Le Casablancais. «Par rapport au Slaoui, au Rbati, au Meknassi et au Fassi, c’est un mutant.» En fait c’est une espèce en voie de naissance. Pourtant, la vie humaine dans l’ancienne Anfa remonterait à 700 000 ans. Après un survol de ces siècles, Robert Chastel traque les récits pour reconstituer l’histoire d’une ville pas comme les autres. Trente mois de travail pour un ouvrage de témoignages, de récits et de photos, beaucoup de photos.

Médecin bien installé depuis quatre décennies à Rabat, R. Chastel, joyeux vivant porté sur les plaisirs de la  vie, s’aventure aujourd’hui historien sans en avoir ni la formation ni la rigueur. Le french docteur à sa façon n’est pas arrivé au Maroc dans les bagages de la colonisation. Il en a cependant le regard. Auteur en 1993 d’un ouvrage sur Rabat, il récidive à compte d’auteur avec un pavé sur Dar El-Beida, «Histoire de Casablanca; des origines à 1952.» C’est avec l’amour pour une femme qu’il en parle : «déroutante, ambitieuse, industrieuse, individualiste, elle se fait son cinéma, prête à tout pour se rendre intéressante […] sa vraie constance, comme la nôtre, est de souvent changer.»

Ne nous enivrons pas. Le livre n’est pas une page d’érotisme. Si les images du chapitre consacré à Bousbir le sont, le texte sur la prostitution à Casablanca pendant le protectorat emprunte sa littérature surtout à la médecine et à la sociologie. L’ouvrage est une compilation commentée par R. Chastel d’écrits d’époque par des auteurs tels Jean Potocki, William Lempière ou encore le docteur Frédéric Weisgerber auteur du fameux «Au seuil du Maroc moderne.» Certains choix sont douteux. Des passages gratuits et n’apportent rien au sujet. Mais une fois qu’on sait que les témoignages sont écrits avec le lexique des colons, l’ouvrage est une collecte d’informations pour celui qui saura lire avec discernement.

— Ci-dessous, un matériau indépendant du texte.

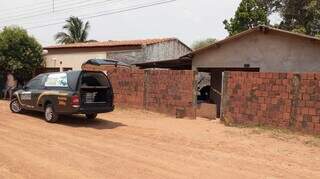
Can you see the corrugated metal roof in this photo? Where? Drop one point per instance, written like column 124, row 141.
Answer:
column 111, row 43
column 261, row 28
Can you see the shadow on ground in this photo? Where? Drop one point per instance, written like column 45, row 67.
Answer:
column 80, row 121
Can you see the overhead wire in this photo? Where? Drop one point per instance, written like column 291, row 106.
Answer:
column 102, row 13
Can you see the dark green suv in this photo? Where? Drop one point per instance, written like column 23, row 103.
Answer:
column 73, row 92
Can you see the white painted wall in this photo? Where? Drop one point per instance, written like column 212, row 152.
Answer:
column 71, row 60
column 271, row 52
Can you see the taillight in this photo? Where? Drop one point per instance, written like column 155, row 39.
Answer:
column 75, row 101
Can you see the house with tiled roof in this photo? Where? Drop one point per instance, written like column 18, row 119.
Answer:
column 72, row 56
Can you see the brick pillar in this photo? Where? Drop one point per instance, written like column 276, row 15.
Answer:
column 216, row 85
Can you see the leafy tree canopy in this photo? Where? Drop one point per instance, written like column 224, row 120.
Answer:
column 249, row 14
column 203, row 43
column 19, row 53
column 75, row 31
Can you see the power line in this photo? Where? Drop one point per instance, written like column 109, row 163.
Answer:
column 105, row 13
column 56, row 10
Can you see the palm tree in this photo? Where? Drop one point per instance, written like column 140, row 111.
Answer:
column 76, row 31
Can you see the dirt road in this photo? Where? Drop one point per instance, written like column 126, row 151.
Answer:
column 136, row 144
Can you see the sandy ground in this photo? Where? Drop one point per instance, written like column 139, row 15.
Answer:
column 138, row 144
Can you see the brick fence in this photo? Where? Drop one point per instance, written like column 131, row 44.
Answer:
column 283, row 100
column 164, row 91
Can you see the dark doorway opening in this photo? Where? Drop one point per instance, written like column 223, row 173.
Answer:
column 216, row 84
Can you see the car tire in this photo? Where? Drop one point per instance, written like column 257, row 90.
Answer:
column 15, row 106
column 91, row 116
column 50, row 115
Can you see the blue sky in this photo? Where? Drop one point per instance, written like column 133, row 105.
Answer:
column 188, row 20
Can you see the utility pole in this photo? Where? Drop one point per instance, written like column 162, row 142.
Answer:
column 53, row 6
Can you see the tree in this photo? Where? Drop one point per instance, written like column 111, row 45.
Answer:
column 249, row 14
column 19, row 53
column 76, row 31
column 301, row 16
column 203, row 43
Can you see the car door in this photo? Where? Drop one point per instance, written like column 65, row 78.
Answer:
column 36, row 91
column 30, row 91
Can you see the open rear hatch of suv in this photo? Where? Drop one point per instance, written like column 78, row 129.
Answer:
column 95, row 90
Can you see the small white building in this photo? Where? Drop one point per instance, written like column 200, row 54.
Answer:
column 72, row 56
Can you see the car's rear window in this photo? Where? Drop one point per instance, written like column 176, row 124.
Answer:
column 57, row 80
column 94, row 79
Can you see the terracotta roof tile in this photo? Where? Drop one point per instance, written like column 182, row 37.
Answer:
column 112, row 43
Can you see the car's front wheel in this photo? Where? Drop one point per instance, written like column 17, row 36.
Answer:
column 91, row 116
column 50, row 114
column 15, row 106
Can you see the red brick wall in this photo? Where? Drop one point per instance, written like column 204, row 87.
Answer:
column 283, row 100
column 164, row 91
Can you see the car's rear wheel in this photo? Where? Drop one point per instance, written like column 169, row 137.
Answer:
column 15, row 106
column 50, row 115
column 91, row 116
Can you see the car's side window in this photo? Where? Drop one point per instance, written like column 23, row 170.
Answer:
column 35, row 83
column 57, row 80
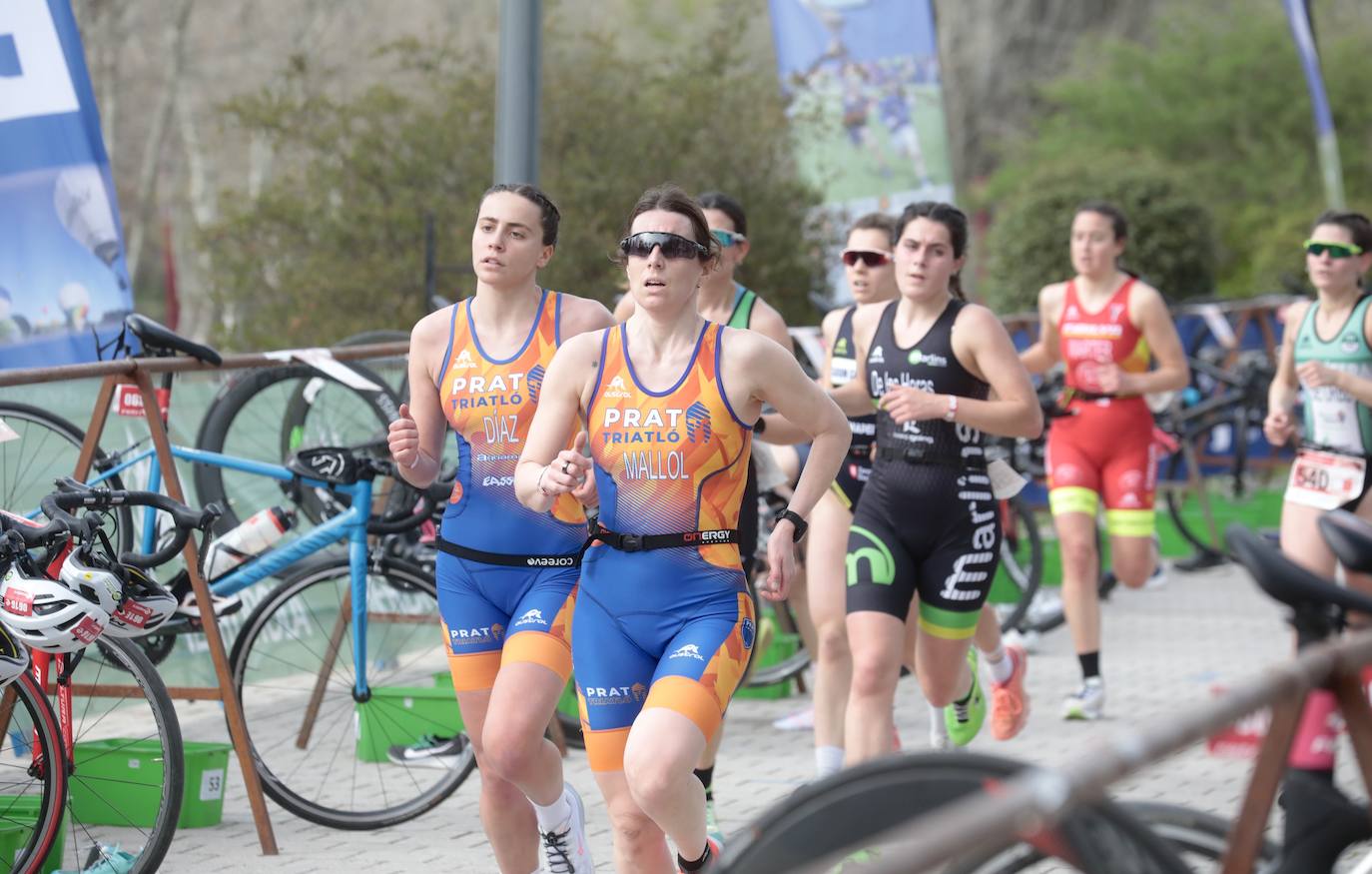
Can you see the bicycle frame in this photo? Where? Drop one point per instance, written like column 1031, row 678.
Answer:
column 350, row 525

On peut y apprendre que la première liaison téléphonique entre Rabat et celle qui deviendra la capitale économique du Maroc a été réalisée à la fin de 1913 ou encore qu’à Casablanca «la règle d’urbanisme de Lyautey était en contradiction.» Ce qui n’était pas pour embarrasser le maréchal. Et alors ! semblait-il dire. Mais à sa façon, sublime. La voici : «je me suis contredit mais c’est une affirmation de mon principe : il n’y a pas de règle ; il n’y a que des situations.»

Derb Soltane. Tout un quartier. Toute une culture. Une façon particulière d’être Casablancais. Pour Prost, architecte de la ville, «c’est un parti énergique qui a été pris» pour libérer les quartiers européens «des immondes foyers d’infection» qui s’y sont glissés par l’arrivée «de populations indigènes» attirées par l’offre d’emplois et «les salaires élevés. Une nouvelle ville indigène se crée de toutes pièces par les soins  de l’administration du protectorat en association avec l’administration des Habous […] Cette ville neuve est située hors de tout groupement européen, à proximité du nouveau palais du Sultan, sur la voie la plus fréquentée par les indigènes […] Une ligne de tram mettra ce village en communication directe avec le port.» Tout est dit ! Le Derb Soltane des origines a des relents d’apartheid; ce n’était toutefois pas l’apartheid. Mais c’était déjà le dodo, métro, boulot que connaîtra l’immigration post indépendance.

Restons d’une certaine manière dans le Maghreb français. Rachid Aârab est de retour à la télévision française. On y voit de plus en plus de blacks et de beurs dans les journaux et magazines. Subitement, la France s’est rendu compte que sa télé ne tenait pas son rôle dans l’œuvre d’intégration. Un frémissement payé au prix du grand chambardement des banlieues.